Maybe their pain will help to instill some sanity… here’s another story… gas shortage
http://www.dailyexpress.co.uk/posts/view/149760
From Britain
Wind, in all its glory, managed to deliver a risible 0.4 percent – which is hardly even a rounding error and amounts to an insignificant contribution to the national electricity supply. Producing a mere 163 MW at around midnight last night, against an installed capacity of just over 4 GW, that represents a load factor of four percent.
http://eureferendum.blogspot.com/2010/01/monument-to-folly.html
‘A spokesman for the National Grid said the alert had been effective in prompting electricity companies to import more gas or switch to coal-fired power stations. ‘
Presumably the lack of wind means all those expensive windfarms are not working. Tut. Tut. More bloody carbon dioxide but hopefully that might warm things up a bit.
Enjoy it. Winter snowfall will become a very rare and exciting event.
Thanks, Anthony and Benny, for continuing to remind us of reality and its conflict with fake climate predictions from a corrupt alliance of scientists with politicians.
PAIN is the greatest teacher. Only ACCEPTANCE of reality will relieve the pain.
May “Climate-gate” produce enough pain for corrupt scientists and politicians to finally accept this basic spiritual principle of science:
“Truth is victorious, never untruth.”
(Mundaka Upanishad 3.1.6; Qur’an 17.85)
Again, I thank you for helping the scientific community face reality.
A list of scientific “Observations That I had To Accept” since 1960 was posted on the “Naked Science Forum” earlier this year:
http://www.thenakedscientists.com/forum/index.php?topic=9197
With kind regards,
Oliver K. Manuel
http://www.omatumr.com
Mark Bowlin (07:08:01) :
“I suspect it’s a cold cold winter in East Anglia.”
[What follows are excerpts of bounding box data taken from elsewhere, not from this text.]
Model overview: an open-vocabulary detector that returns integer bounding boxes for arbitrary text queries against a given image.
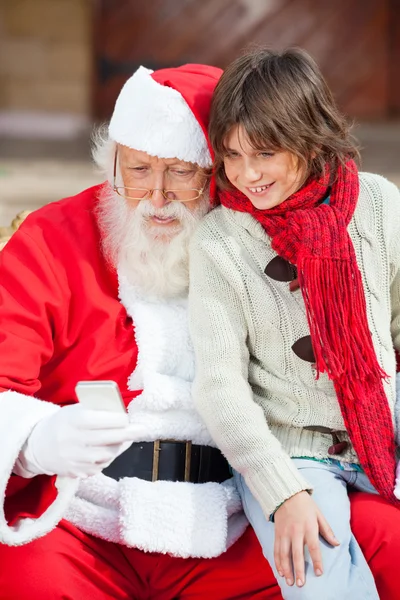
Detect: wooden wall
[93,0,400,120]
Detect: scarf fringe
[298,256,400,505]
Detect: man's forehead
[118,145,197,168]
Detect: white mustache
[134,200,193,221]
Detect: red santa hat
[109,64,222,167]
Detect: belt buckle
[151,440,160,481]
[185,442,192,481]
[151,440,192,482]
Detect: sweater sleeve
[388,180,400,352]
[189,223,311,518]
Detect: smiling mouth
[247,183,273,194]
[151,215,176,225]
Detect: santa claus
[0,65,400,600]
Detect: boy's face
[224,125,305,210]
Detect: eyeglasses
[113,150,205,202]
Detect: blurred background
[0,0,400,225]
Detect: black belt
[103,440,232,483]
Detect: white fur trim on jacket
[0,391,78,546]
[67,474,247,558]
[67,275,247,558]
[109,67,212,167]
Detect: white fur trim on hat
[109,67,212,167]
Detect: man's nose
[150,188,169,208]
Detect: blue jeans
[234,458,379,600]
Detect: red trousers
[0,493,400,600]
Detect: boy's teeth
[249,185,269,193]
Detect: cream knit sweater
[189,173,400,516]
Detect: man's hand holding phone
[19,382,134,478]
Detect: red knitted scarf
[220,161,397,503]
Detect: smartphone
[75,381,126,413]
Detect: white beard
[97,186,210,298]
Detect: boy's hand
[274,492,339,587]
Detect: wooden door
[93,0,400,120]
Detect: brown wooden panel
[94,0,400,119]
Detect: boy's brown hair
[209,48,359,187]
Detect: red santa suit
[0,62,400,600]
[0,186,280,597]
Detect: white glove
[14,404,134,477]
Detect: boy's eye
[172,169,193,175]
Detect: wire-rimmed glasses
[113,150,205,202]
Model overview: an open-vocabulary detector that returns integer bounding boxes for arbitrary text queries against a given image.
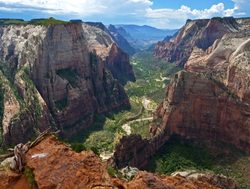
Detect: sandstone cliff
[154,17,244,66]
[151,19,250,153]
[0,137,237,189]
[113,19,250,170]
[0,23,134,144]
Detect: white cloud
[0,0,250,28]
[146,3,243,27]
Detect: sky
[0,0,250,29]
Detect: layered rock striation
[113,18,250,167]
[154,17,246,66]
[0,23,134,145]
[0,136,237,189]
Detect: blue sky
[0,0,250,28]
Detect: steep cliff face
[113,19,250,167]
[0,137,237,189]
[0,23,134,144]
[151,72,250,153]
[151,22,250,153]
[155,17,240,66]
[108,25,136,55]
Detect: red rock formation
[154,18,239,66]
[113,19,250,170]
[152,72,250,152]
[0,137,236,189]
[0,23,134,145]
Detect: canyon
[0,23,135,146]
[112,18,250,174]
[0,17,250,189]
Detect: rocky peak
[0,23,134,144]
[155,17,245,66]
[0,136,237,189]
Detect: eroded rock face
[114,19,250,167]
[151,71,250,152]
[151,19,250,153]
[155,17,240,66]
[0,23,134,145]
[0,136,237,189]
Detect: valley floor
[67,52,250,189]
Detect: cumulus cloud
[0,0,250,28]
[146,3,237,27]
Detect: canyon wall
[113,18,250,167]
[0,23,134,145]
[154,17,245,66]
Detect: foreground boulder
[0,136,236,189]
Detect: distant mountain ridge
[111,24,178,50]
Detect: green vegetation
[148,139,213,174]
[23,167,38,189]
[67,52,180,154]
[0,17,68,26]
[130,121,151,138]
[126,52,180,103]
[20,68,42,120]
[147,138,250,189]
[28,17,68,26]
[0,19,27,25]
[56,68,78,88]
[0,83,4,145]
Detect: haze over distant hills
[111,24,178,49]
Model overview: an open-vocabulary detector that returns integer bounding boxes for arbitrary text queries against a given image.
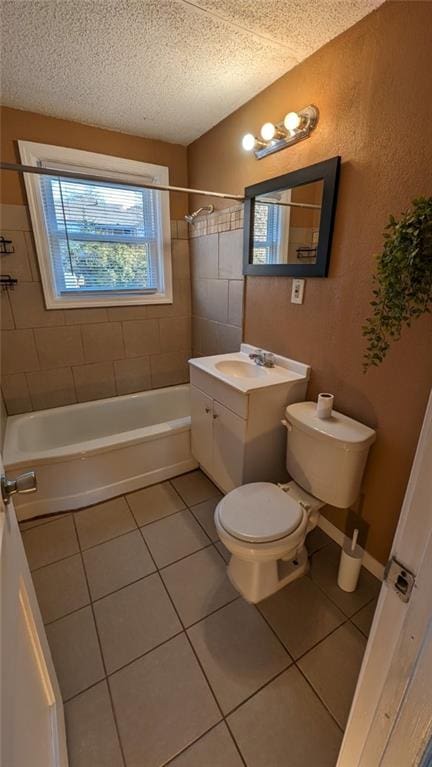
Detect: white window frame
[18,141,173,309]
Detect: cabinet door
[212,400,246,493]
[191,386,213,474]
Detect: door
[191,386,213,474]
[212,400,246,493]
[0,455,68,767]
[337,395,432,767]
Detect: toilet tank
[285,402,375,509]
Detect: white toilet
[215,402,375,603]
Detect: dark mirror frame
[243,156,341,277]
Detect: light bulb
[261,123,276,141]
[242,133,255,152]
[284,112,301,131]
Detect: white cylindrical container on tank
[317,392,334,418]
[338,530,363,592]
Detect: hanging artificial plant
[363,197,432,372]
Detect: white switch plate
[291,280,305,304]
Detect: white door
[191,386,213,474]
[337,395,432,767]
[212,400,246,493]
[0,455,68,767]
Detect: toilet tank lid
[285,402,376,450]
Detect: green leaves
[362,197,432,372]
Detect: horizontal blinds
[39,176,161,294]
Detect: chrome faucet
[249,349,275,368]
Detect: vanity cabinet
[190,355,307,493]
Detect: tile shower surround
[0,205,191,415]
[21,471,379,767]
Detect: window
[19,141,172,309]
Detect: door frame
[337,393,432,767]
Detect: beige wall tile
[0,203,30,231]
[207,280,228,322]
[190,234,218,279]
[10,282,64,328]
[0,290,15,330]
[218,229,243,280]
[159,317,192,352]
[114,357,151,394]
[150,352,189,389]
[27,368,76,410]
[108,305,147,322]
[64,308,108,325]
[72,362,116,402]
[219,325,242,354]
[0,234,33,282]
[123,320,160,364]
[35,325,84,370]
[228,280,244,327]
[2,373,32,415]
[81,322,125,362]
[1,330,39,374]
[171,240,190,280]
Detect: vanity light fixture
[242,105,318,160]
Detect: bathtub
[3,384,198,519]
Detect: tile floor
[21,471,379,767]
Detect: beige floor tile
[215,541,231,563]
[299,623,366,727]
[351,599,377,637]
[171,469,220,506]
[169,722,243,767]
[83,530,156,599]
[306,527,332,555]
[161,546,238,626]
[126,482,185,526]
[94,575,182,674]
[33,554,90,623]
[188,599,291,714]
[310,543,381,616]
[75,498,136,549]
[23,517,79,570]
[191,493,222,541]
[65,681,123,767]
[142,509,210,567]
[46,607,105,700]
[259,578,346,658]
[110,634,220,767]
[228,666,342,767]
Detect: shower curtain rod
[0,162,244,202]
[0,162,320,208]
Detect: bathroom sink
[189,344,310,399]
[215,360,268,378]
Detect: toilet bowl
[214,402,375,603]
[215,482,323,603]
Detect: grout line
[72,515,126,767]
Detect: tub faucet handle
[0,471,37,504]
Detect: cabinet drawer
[189,365,249,418]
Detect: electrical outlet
[291,280,305,304]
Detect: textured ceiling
[1,0,382,144]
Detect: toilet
[215,402,375,603]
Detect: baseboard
[318,514,384,581]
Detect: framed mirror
[243,157,340,277]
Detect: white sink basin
[215,360,268,378]
[189,344,310,394]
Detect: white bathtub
[3,384,198,519]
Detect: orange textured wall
[1,107,188,219]
[189,2,432,562]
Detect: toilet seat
[217,482,304,543]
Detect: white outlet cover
[291,280,305,304]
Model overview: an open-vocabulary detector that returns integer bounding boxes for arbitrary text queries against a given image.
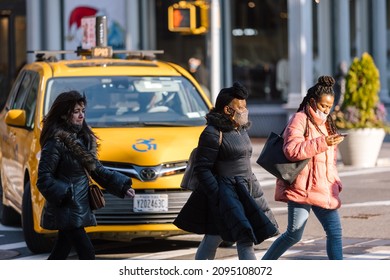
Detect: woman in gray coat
[174,82,278,259]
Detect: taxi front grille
[95,190,191,225]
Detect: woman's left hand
[126,188,135,197]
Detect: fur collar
[206,111,250,132]
[54,130,97,171]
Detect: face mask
[316,109,328,121]
[230,108,249,126]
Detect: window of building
[231,0,289,103]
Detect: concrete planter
[338,128,385,167]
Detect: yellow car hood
[94,126,204,166]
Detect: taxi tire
[22,181,54,254]
[0,178,21,226]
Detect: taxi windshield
[43,76,208,127]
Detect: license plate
[133,194,168,212]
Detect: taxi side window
[23,73,39,129]
[11,72,32,109]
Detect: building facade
[0,0,390,137]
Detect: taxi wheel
[0,178,21,226]
[22,182,54,254]
[1,205,21,226]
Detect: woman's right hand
[325,134,344,146]
[126,188,135,197]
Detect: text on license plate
[133,194,168,212]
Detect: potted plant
[332,53,390,167]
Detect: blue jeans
[262,201,343,260]
[195,234,256,260]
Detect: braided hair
[297,76,337,135]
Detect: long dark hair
[39,90,97,147]
[297,76,337,134]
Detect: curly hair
[297,76,337,134]
[39,90,97,147]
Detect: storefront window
[231,0,289,103]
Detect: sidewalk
[251,138,390,168]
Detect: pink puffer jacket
[275,108,342,209]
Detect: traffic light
[168,1,208,34]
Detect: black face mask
[229,107,249,126]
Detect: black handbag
[256,130,310,184]
[84,168,106,210]
[180,131,222,191]
[88,184,106,210]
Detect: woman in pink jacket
[263,76,344,260]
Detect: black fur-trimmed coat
[37,130,132,230]
[174,112,278,244]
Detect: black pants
[48,228,95,260]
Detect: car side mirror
[5,109,26,127]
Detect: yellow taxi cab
[0,47,211,253]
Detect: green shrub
[333,53,390,132]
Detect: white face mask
[231,108,249,126]
[316,109,329,121]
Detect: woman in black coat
[174,82,278,259]
[37,91,135,260]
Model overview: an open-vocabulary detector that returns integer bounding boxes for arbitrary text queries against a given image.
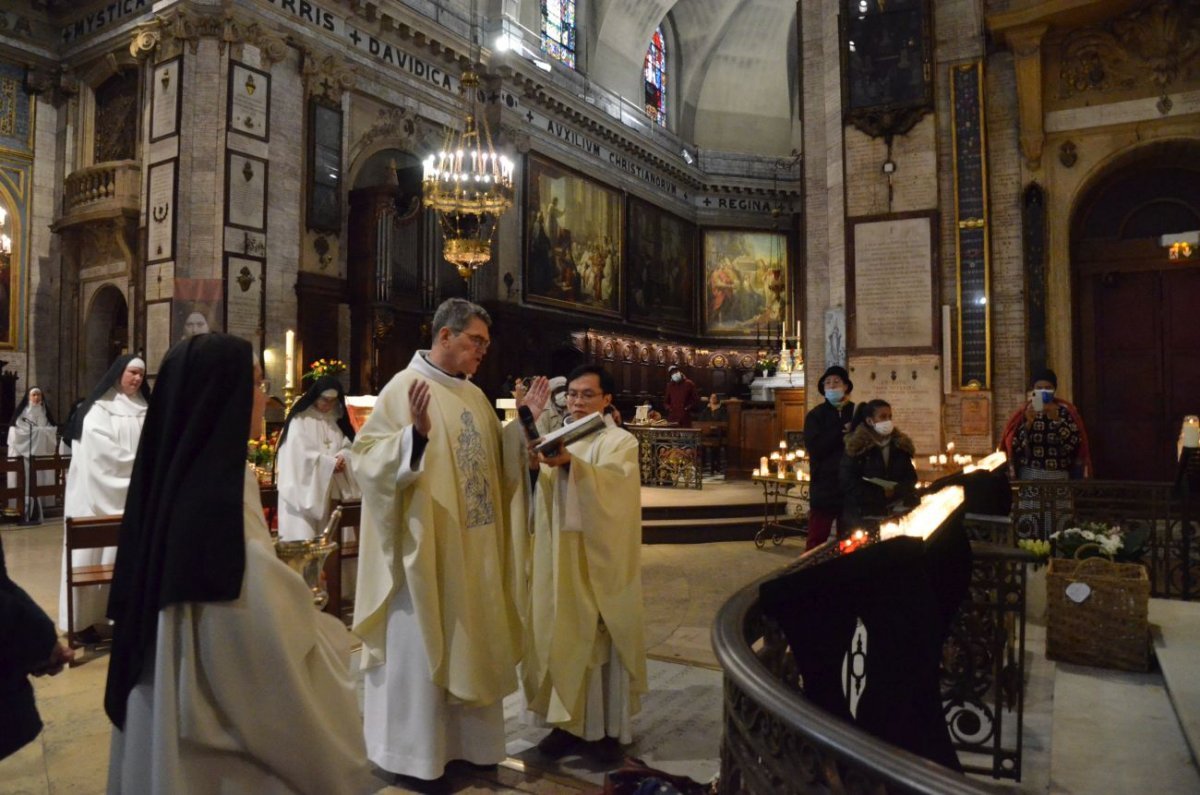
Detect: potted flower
[300,359,346,381]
BBC lunchtime news & weather (from the good ol guys n’ gals from the Met Office), snow & sleet blizzards will make their way eastwards in the southern half of the country & head up towards East Anglia. Rather appropriate I thought.
Yes I recommend book burning, although IPCC SPMs burn jolly well, I think they contain vast amounts of phlogiston! Then again so do cow pats!
Cold & miserable in the south-west. Snowed quite heavily at lunchtime with low cloud over the hills, at least the dog enjoyed his walk over the fields chasing snow flakes all the way!
I know Piers Corbyn would take issue with me over cause, but I seem to recall Prof Mike Lockwood of Southampton University & Rutherford Appleton Lab said a while back of the quiet sun in early autumn, that if there was going to be any cooling effect as a result we would have seen it by now! Well err………..take a look outside your window Mike, you’ll be surprised what you might see! Not many takers on giving an explanation of why we’re experiencing such cold conditions in the northern hemisphere it seems to me. We know the jet stream has shifted south, there is a huge high pressure over Greenland (F*%k-its-freezing-land), but no “why”, & that’s it, nada, zilch! I am waiting for the wacko who then suggests that this is global warming big time causing the cool temps that were predicted back in thne 70’s hailing in the next ice-age!
Dodgy Geezer has it bang on the nose me thinks!